That mission is to destroy a bunker in an unnamed country (Iran!) that is storing the nuclear bombs it wasn’t supposed to manufacture in the first place – “Tsk, tsk.” 

I’m guessing I’m not shocking anyone when I say you need to be very leery of American films that promote its military in such a simplistic and enthusiastic way. I’m not kneejerk anti-American, but I’m knowledgeable enough about the U.S.’s military history (particularly it’s most recent) to question any film that doubles, as the first one did so well, as an empty-headed, slam-bang, big screen recruiting tool. And, wouldn’t you know it, while Tom and company were shooting their sleek, zoom and boom pop-up book of a movie, halfway around the world, the U.S. was, at the same time, fully involved in another mess of a military adventure in Yemen. Read all about it. 

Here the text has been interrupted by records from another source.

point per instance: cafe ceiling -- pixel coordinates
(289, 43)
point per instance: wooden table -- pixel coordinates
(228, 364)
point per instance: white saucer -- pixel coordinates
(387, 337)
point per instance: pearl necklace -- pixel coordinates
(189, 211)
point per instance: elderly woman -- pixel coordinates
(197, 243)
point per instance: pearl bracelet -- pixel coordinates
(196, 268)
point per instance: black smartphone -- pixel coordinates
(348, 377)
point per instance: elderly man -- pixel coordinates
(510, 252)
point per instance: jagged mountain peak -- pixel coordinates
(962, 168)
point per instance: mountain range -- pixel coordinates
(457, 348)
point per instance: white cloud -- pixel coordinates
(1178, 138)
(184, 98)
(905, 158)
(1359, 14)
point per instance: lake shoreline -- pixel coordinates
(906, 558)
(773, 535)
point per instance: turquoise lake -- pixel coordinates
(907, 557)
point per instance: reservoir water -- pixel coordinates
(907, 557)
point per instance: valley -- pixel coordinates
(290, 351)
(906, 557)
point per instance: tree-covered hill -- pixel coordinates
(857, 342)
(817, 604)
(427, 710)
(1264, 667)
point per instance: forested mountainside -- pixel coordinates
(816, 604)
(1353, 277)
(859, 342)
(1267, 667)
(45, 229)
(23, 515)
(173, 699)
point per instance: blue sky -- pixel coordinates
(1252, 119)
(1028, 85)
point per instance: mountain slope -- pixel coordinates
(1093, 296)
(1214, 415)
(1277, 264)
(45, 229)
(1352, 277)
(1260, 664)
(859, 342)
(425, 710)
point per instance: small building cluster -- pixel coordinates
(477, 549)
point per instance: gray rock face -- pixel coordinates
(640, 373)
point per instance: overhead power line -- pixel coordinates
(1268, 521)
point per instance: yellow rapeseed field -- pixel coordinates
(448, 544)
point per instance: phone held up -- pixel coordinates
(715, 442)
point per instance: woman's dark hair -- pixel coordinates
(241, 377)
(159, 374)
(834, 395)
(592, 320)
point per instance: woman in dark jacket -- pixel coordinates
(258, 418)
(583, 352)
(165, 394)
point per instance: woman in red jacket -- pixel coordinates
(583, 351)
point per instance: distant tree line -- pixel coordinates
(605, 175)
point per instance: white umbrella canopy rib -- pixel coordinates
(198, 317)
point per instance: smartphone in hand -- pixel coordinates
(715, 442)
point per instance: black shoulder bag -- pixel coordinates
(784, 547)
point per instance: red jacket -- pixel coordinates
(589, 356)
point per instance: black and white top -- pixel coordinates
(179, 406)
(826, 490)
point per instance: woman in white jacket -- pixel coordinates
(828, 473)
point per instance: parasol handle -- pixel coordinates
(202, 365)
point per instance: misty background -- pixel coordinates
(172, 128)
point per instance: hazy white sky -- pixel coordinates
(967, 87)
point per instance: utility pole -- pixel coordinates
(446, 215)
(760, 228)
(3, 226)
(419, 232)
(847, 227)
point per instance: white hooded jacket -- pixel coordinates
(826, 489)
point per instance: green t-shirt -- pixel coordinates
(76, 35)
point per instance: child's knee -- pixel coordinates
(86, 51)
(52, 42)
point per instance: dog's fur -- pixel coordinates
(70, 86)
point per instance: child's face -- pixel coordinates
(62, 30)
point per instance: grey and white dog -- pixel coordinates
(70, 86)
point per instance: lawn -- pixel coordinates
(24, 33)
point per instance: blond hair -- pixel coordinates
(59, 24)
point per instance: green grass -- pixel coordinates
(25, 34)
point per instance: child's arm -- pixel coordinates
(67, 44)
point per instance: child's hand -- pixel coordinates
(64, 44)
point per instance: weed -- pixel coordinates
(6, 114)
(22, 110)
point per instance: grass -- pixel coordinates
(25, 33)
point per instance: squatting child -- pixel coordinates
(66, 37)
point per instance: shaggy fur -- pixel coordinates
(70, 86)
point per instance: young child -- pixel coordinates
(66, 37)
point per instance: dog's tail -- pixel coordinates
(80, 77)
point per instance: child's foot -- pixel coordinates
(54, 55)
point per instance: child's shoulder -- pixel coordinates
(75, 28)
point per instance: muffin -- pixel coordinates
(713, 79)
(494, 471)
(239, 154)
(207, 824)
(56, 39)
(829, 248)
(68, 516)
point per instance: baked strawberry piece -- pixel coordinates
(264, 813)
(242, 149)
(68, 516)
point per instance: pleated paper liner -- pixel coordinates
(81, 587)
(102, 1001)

So, yeah, at its’ best, TGM was never going to be anything more than a $170 million dollar video game with occasional story moments that are so stock that they’d make Michael Bay blush. 

Fighter jets slice up the sky this way and that. Fighter jets navigate narrow and twisty canyons at top speeds. Fighter jets chase one another in simulated battle scenarios while wannabe Top Gunners hurl insults at one another like they’re all back in grade school playing tag at recess. 

Jennifer Connelly gets to tend bar, tease Tom and then give it up. Jon Hamm gets to yell at Tom for being such a “Maverick” and then, much later on, smile at Tom for being such a “Maverick.”   

It’s razzle-dazzle til your eyes pop out or your brain turns to mush or both. The thing has made about $1.5 billion worldwide.

How many customers does McDonald’s serve per year?